Chinese Art Prices Show Signs of Stabilizing
2009-06-10 09:49:39 SONIA KOLESNIKOV-JESSOP
In May 2007, “The Sisters (Grand Family No. 7),” an oil painting by Zhang Xiaogang, sold for $1.16 million at Christie’s New York. Last month, it went under the hammer there again — this time for $722,500.
That sale sent mixed signals. The 27 percent price fall mirrored the overall state of the contemporary art market; still, bidding was active, and the painting came through as the top lot of the afternoon’s offering of postwar and contemporary art, beating works by Damien Hirst, Keith Harding and Richard Prince. After its initial collapse, as the economic crisis struck, the Chinese contemporary market may be bottoming out.
At the Christie’s Hong Kong spring auctions, also last month, 34 of 38 lots offered in an evening sale of Asian contemporary and Chinese 20th-century art sold for a total $19.9 million, more than double the low end of the pre-sale estimate — which was pitched conservatively to avoid scaring off possible bidders.
The two top lots, works by the 20th-century masters Sanyu and Zao Wou-Ki, together raised 44 percent of the total. Still, Chinese contemporary artists did better than some feared, said Anders Petterson, managing director of ArtTactic, an art market research company, raising a total of $4.94 million against a low-end estimate of $4.52 million.
While the $19.9 million total was a fraction of the $31.47 million achieved in equivalent evening sales a year earlier, “the success of the evening sale showed that the Asian art market could be weathering the downturn better than its Western counterpart,” Mr. Petterson said, comparing the outcome with mediocre results at the London contemporary art sales in February and the New York sales in May.
The decision of the Hong Kong sale managers to sharply cut estimates and merge contemporary Asian with Chinese 20th-century art “seems to have had a positive effect,” he added.
Larger sales the next day showed a similar pattern, with volumes and prices far below the peaks of last year, but with strong buying interest at the lower levels.
“Obviously the market has changed,” said Ingrid Dudek, senior specialist in Asian contemporary art at Christie’s, “but we saw across the board some really solid results, even after you cut out the Chinese modern masters.”
Liu Ye’s 1999 work “Rising Sun” sold for $419,500, more than double its upper estimate of $153,800, while Fang Lijun’s “1994 No. 6” made $593,600, against an upper estimate of $388,800. Both works were fairly small and this may have helped them to hold their value in the current market, Ms. Dudek said.
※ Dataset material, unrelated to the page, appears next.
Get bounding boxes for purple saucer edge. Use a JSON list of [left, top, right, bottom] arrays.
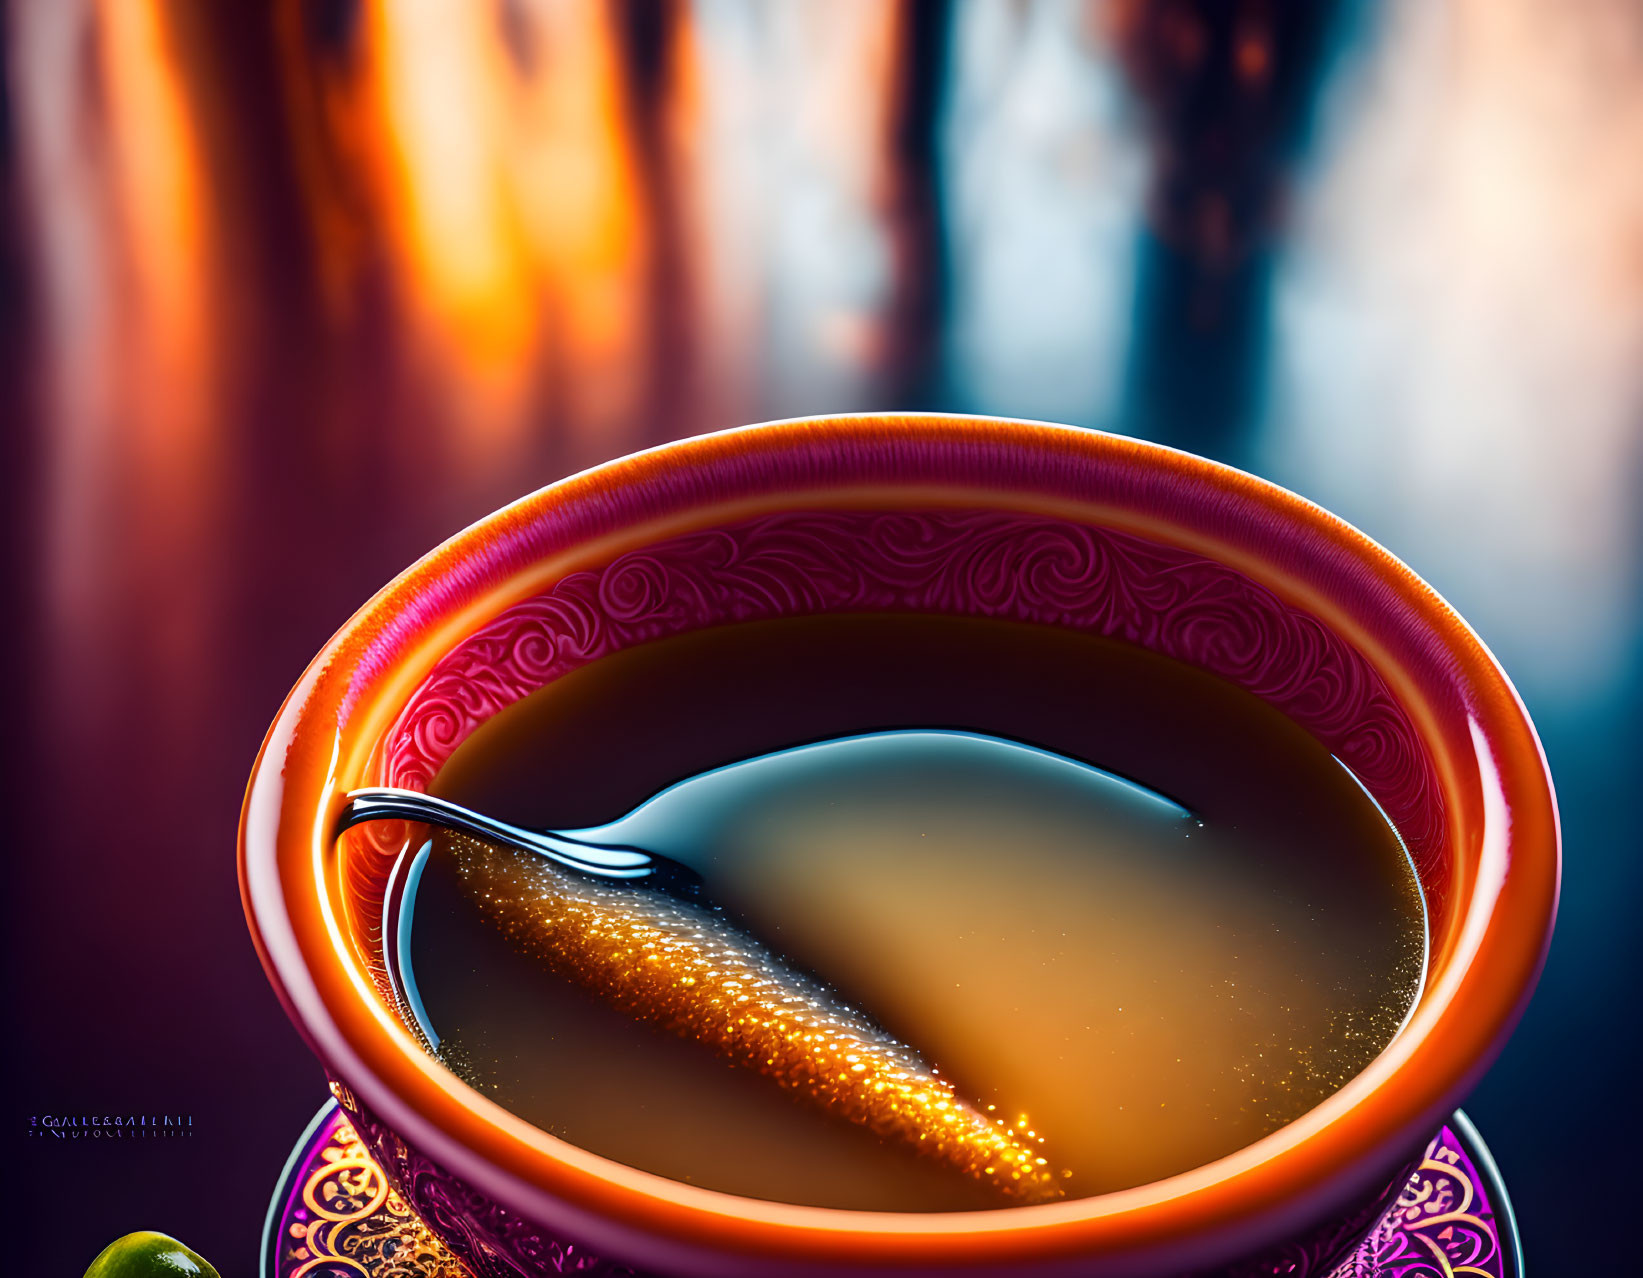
[[261, 1102, 1521, 1278]]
Still, two of three paintings by Yue Minjun — who was red-hot recently — failed to sell at Christie’s day sale; and at the Phillips Contemporary Art auction in New York in May, Yue’s “Backyard Garden,” a 2005 painting with his signature laughing men, estimated at $500,000 to $600,000, also went unsold.
“People are being selective about what’s worth it and what’s not,” Ms. Dudek said. “Collectors are taking a more piece-by-piece approach. His most recent pieces have not sold as well as the older ones. The critical consensus on some of his recent pieces is not 100 percent established, but his earlier pieces come through with much higher prices because they remain fairly established in term of quality and value.”